National benchmark indexes rose in 10 of the 18 western-European markets today. France’s CAC 40 and the U.K.’s FTSE 100 slipped 0.4 percent, while Germany’s DAX fell 0.2 percent.
KPN added 2.8 percent to 1.85 euros after the Dutch company agreed to sell its E-Plus mobile-phone business for 5 billion euros ($6.6 billion) to Telefonica’s German unit. KPN will take a 17 percent stake in Telefonica Deutschland Holding AG, which is controlled by Spain’s largest carrier, Telefonica. The shares rallied 13 percent yesterday when KPN confirmed it had held talks about selling the business.

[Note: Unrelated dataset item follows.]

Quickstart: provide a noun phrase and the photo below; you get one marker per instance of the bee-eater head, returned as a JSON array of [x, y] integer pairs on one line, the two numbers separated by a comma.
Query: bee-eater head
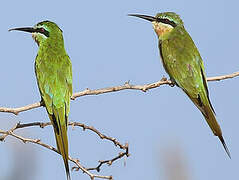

Separately, KPN posted a second-quarter profit of 107 million euros, missing the average analyst estimate of 145 million euros. Telefonica gained 2.3 percent to 10.29 euros, while Telefonica Deutschland slipped 5.3 percent to 5.39 euros.
Vivendi advanced 2.4 percent to 16.08 euros. The media and telecommunications conglomerate said it has entered exclusive talks with Etisalat to sell a 53 percent stake in the Moroccan phone company for 4.2 billion euros.
Swatch Group AG advanced 1.7 percent to 538.50 Swiss francs. The biggest maker of Swiss watches said it expects a strong second half after first-half profit rose. Net income increased 6.1 percent to 768 million Swiss francs, the Biel, Switzerland-based company said in a statement.